## Precalculus (6th Edition) Blitzer

The required function is $f\left( x \right)=-2{{x}^{3}}+2{{x}^{2}}-2x+2$.
The degree of the polynomial is 3 and 1 and $i$ are zeros $f\left( -1 \right)=8$. Since the polynomial has real coefficients, the conjugate of i, -i is also a root of the equation.

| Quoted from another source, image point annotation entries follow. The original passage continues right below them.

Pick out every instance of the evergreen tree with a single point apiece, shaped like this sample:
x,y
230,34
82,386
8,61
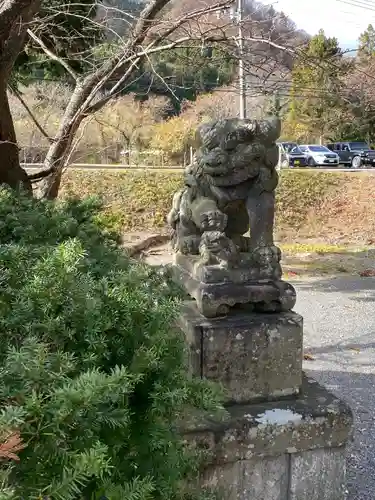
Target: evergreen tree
x,y
69,30
366,45
317,82
93,377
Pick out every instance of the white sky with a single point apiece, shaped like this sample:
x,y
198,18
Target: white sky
x,y
339,18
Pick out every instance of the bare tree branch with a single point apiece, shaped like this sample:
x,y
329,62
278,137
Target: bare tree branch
x,y
31,114
52,55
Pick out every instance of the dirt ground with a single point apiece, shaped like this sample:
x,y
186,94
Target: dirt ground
x,y
311,259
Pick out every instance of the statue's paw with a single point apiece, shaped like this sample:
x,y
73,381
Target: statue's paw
x,y
213,221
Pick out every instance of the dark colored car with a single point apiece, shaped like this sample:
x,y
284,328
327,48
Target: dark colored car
x,y
355,154
291,155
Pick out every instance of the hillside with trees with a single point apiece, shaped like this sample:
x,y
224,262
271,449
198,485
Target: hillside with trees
x,y
80,91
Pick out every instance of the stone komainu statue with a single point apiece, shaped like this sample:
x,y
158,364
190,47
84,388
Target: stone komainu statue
x,y
229,190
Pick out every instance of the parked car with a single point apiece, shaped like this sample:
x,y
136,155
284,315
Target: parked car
x,y
291,155
354,154
317,155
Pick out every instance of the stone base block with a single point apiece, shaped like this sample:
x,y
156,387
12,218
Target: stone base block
x,y
217,294
289,450
255,356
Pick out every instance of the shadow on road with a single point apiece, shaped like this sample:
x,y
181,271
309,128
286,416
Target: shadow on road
x,y
354,286
357,389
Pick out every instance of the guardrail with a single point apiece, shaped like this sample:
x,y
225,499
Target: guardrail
x,y
179,168
107,166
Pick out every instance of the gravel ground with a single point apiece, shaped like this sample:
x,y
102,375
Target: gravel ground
x,y
339,333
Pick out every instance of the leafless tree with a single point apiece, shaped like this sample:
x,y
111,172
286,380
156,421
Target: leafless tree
x,y
152,31
14,18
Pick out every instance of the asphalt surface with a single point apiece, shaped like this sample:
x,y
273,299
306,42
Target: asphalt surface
x,y
339,333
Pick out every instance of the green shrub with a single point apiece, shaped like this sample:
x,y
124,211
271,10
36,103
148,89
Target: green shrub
x,y
92,372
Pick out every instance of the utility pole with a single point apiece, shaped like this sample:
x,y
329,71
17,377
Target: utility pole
x,y
241,69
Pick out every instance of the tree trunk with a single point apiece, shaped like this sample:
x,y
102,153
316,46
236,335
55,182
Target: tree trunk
x,y
61,146
11,172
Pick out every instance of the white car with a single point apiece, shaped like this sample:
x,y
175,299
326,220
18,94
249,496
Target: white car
x,y
317,155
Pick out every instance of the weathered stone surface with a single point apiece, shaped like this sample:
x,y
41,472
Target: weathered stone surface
x,y
229,189
254,479
216,299
318,475
313,421
255,356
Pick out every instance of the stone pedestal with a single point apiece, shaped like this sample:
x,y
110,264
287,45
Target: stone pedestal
x,y
285,436
257,357
216,289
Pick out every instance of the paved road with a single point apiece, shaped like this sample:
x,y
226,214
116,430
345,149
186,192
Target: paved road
x,y
116,168
339,319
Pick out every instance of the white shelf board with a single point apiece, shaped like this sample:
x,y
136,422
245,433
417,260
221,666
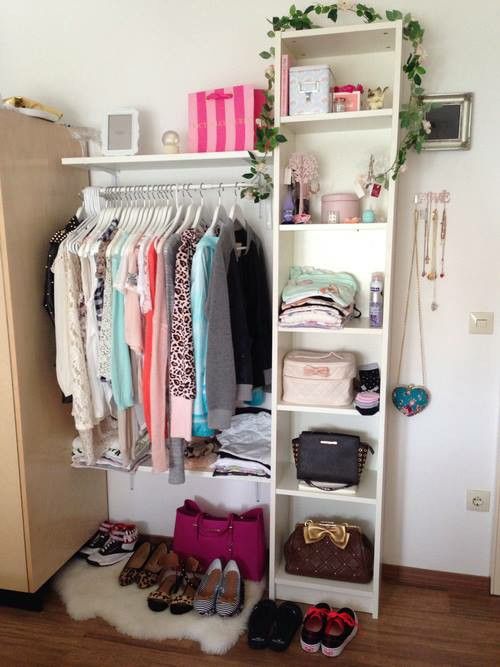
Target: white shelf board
x,y
161,161
340,40
347,121
287,485
342,227
360,326
328,586
291,407
208,474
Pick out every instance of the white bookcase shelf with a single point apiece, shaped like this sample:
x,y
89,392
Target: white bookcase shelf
x,y
380,119
341,142
334,229
161,161
360,326
287,485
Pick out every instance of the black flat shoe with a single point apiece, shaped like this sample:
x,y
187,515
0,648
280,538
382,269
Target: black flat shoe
x,y
261,623
288,620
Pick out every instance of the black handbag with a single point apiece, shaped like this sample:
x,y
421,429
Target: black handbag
x,y
331,458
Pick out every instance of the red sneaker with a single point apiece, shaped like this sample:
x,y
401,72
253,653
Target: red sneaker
x,y
313,627
340,628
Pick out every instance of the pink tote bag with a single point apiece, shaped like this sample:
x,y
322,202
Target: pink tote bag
x,y
237,536
223,119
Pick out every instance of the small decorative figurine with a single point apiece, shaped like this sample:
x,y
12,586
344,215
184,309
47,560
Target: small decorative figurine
x,y
304,167
375,97
170,141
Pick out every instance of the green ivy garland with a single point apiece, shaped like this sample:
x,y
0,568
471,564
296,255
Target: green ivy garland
x,y
412,114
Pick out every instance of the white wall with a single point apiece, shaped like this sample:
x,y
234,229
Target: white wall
x,y
89,56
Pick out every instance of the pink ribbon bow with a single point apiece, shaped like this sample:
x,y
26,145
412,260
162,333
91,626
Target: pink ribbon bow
x,y
219,96
321,371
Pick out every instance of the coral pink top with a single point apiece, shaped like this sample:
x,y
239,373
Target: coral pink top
x,y
148,337
158,372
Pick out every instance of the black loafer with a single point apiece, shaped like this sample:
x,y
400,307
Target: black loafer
x,y
288,620
260,624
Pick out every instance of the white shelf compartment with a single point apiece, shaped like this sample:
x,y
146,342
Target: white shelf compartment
x,y
208,474
346,121
345,40
312,589
348,411
342,227
287,485
359,326
161,161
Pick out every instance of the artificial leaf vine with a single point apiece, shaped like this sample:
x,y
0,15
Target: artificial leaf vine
x,y
412,114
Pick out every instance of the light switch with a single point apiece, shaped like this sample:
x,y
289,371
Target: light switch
x,y
481,323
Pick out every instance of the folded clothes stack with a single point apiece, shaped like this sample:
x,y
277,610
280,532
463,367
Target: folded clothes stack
x,y
367,402
318,298
245,447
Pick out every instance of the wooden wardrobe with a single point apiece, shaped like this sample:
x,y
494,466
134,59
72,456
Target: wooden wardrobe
x,y
47,509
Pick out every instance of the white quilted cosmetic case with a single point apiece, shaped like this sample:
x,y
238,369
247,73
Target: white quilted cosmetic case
x,y
319,378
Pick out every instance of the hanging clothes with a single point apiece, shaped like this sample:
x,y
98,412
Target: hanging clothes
x,y
182,372
200,279
54,243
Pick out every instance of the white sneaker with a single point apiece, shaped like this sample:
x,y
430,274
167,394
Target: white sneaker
x,y
97,541
204,600
120,544
230,594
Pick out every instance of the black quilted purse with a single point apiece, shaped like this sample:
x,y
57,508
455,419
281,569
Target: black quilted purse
x,y
330,458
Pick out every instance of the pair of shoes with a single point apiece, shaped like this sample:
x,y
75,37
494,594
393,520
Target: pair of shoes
x,y
273,627
146,565
177,588
220,591
110,544
328,630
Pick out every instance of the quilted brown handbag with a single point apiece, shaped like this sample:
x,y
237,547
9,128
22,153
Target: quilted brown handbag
x,y
329,551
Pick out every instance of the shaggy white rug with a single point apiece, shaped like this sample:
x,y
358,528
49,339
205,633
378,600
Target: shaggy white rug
x,y
89,592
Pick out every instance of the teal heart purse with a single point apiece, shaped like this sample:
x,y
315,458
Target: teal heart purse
x,y
411,399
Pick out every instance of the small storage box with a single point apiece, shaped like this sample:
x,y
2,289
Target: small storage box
x,y
319,378
310,89
346,205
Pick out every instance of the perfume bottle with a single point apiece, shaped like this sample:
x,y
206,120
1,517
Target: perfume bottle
x,y
288,206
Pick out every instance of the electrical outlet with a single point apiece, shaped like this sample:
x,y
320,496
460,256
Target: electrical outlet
x,y
478,501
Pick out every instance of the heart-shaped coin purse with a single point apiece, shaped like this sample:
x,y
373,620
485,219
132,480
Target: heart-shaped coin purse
x,y
410,399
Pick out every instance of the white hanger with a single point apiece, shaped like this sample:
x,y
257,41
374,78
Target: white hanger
x,y
199,211
236,211
190,212
219,215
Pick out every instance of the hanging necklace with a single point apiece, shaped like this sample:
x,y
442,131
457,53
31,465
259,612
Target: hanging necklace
x,y
444,222
412,399
426,258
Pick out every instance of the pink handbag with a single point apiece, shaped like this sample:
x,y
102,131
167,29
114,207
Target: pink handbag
x,y
224,119
238,536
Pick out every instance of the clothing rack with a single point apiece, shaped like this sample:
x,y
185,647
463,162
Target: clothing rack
x,y
111,192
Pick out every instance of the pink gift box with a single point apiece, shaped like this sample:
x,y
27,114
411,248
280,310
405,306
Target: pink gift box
x,y
352,100
223,119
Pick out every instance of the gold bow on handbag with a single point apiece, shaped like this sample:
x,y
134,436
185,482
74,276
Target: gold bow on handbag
x,y
315,531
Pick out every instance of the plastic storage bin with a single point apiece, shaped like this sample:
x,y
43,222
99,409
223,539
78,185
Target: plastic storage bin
x,y
310,89
346,204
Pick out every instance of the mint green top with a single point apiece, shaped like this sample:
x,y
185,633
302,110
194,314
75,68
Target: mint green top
x,y
307,281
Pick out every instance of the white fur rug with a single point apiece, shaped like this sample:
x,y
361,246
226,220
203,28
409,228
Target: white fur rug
x,y
89,592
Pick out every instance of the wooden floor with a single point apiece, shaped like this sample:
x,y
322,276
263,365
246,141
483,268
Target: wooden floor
x,y
417,627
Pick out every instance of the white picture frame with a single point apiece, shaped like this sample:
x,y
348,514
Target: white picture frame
x,y
120,132
450,116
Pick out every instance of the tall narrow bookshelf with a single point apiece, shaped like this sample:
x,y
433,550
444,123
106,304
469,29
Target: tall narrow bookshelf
x,y
342,142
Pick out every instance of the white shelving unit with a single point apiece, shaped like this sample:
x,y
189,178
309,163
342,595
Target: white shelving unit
x,y
161,161
342,143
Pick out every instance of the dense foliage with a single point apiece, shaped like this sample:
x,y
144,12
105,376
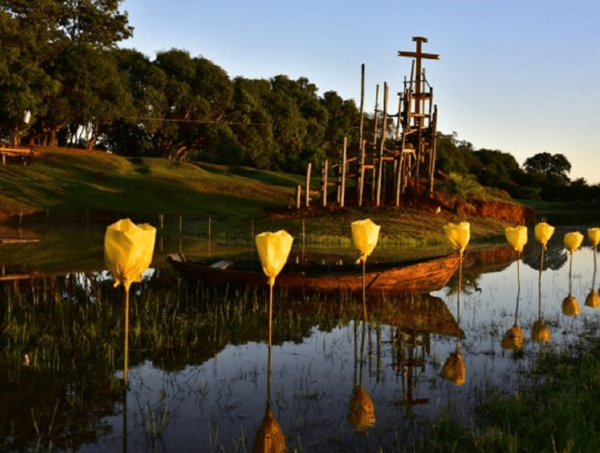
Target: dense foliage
x,y
60,62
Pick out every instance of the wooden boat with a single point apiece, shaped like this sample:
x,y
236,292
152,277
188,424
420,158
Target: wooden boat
x,y
414,276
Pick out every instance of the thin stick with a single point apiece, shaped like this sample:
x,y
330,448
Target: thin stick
x,y
364,291
125,369
540,283
270,314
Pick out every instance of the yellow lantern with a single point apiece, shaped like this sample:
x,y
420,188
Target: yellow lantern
x,y
128,250
513,339
361,410
540,332
573,241
273,251
365,234
458,235
594,236
543,233
570,306
454,368
592,300
517,237
269,437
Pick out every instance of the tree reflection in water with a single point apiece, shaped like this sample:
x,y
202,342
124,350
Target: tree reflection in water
x,y
200,362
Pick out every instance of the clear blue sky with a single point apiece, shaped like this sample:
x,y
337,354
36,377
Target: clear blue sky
x,y
520,76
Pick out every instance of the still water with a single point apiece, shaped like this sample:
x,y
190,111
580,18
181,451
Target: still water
x,y
334,383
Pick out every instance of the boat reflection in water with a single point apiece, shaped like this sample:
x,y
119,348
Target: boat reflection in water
x,y
200,362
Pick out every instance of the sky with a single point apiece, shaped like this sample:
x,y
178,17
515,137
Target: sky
x,y
518,76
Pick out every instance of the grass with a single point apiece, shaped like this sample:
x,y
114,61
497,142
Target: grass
x,y
69,185
554,411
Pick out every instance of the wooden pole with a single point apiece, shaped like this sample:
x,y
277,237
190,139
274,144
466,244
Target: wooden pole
x,y
433,152
362,106
308,171
374,142
343,182
298,195
381,145
325,182
361,180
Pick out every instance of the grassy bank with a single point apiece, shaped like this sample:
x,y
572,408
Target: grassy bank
x,y
77,186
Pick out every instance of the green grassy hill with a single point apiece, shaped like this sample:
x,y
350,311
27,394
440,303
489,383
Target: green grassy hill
x,y
67,181
71,184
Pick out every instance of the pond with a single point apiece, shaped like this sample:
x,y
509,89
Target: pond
x,y
202,378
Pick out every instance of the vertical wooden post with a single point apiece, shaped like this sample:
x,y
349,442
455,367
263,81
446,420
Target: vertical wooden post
x,y
324,182
298,196
433,152
374,142
361,145
362,105
308,170
343,182
361,177
381,145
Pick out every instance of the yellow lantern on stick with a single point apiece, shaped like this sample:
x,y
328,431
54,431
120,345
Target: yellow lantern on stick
x,y
517,237
454,368
513,339
573,241
361,410
365,234
128,250
458,235
594,236
543,233
540,332
269,437
273,251
570,306
592,300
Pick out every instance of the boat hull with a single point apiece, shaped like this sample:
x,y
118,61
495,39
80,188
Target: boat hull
x,y
418,276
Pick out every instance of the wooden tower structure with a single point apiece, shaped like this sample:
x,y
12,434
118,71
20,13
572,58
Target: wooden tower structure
x,y
388,166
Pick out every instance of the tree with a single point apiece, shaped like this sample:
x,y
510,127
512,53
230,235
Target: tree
x,y
33,34
546,167
494,168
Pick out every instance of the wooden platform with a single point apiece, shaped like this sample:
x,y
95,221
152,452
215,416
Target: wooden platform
x,y
26,153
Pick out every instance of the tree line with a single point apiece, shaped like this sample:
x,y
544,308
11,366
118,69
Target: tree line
x,y
61,63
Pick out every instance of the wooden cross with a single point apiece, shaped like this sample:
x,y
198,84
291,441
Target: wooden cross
x,y
418,56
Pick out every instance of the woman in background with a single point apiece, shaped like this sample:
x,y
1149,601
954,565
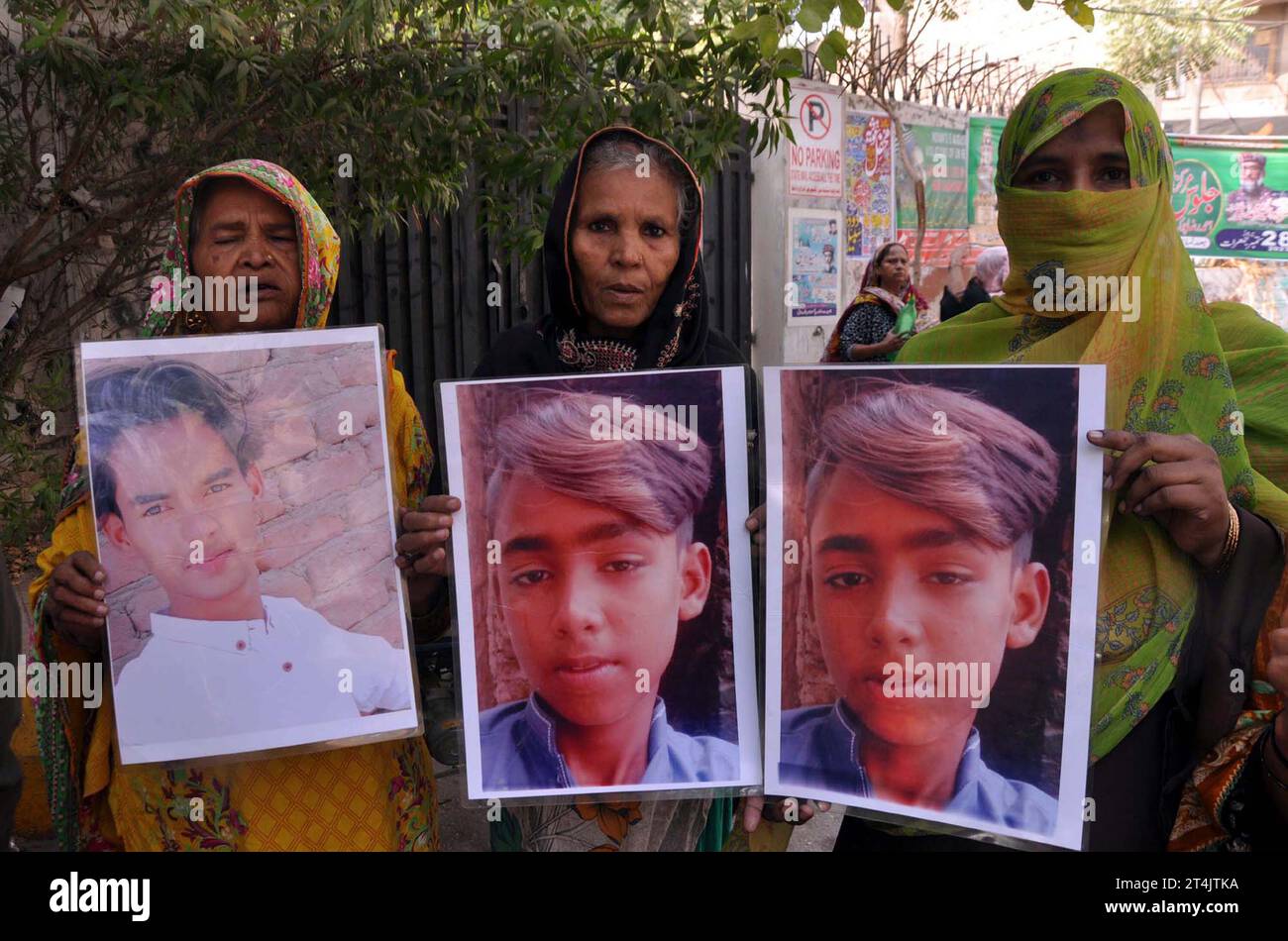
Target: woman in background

Thus: \begin{align} & f\left( x \right)={{a}_{n}}\left( x-{{c}_{1}} \right)\left( x-{{c}_{2}} \right)\left( x-{{c}_{3}} \right) \\ & ={{a}_{n}}\left( x-1 \right)\left( x-i \right)\left( x+i \right) \\ & ={{a}_{n}}\left( x-1 \right)\left( {{x}^{2}}+1 \right) \\ & ={{a}_{n}}\left( {{x}^{3}}-{{x}^{2}}+x-1 \right) \end{align} Use $f\left( -1 \right)-8$ and evaluate: , \begin{align} & {{a}_{n}}\left( {{\left( -1 \right)}^{3}}-{{\left( -1 \right)}^{2}}+\left( -1 \right)-1 \right)=8 \\ & {{a}_{n}}\left( -1-1-1-1 \right)=8 \\ & -4{{a}_{n}}=8 \\ & {{a}_{n}}=-2 \end{align} Substitute $-2$ for ${{a}_{n}}$ in $f\left( x \right)$ , \begin{align} & f\left( x \right)=-2\left( {{x}^{3}}-{{x}^{2}}+x-1 \right) \\ & =-2{{x}^{3}}+2{{x}^{2}}-2x+2 \end{align} The third degree polynomial function is $f\left( x \right)=-2{{x}^{3}}+2{{x}^{2}}-2x+2$.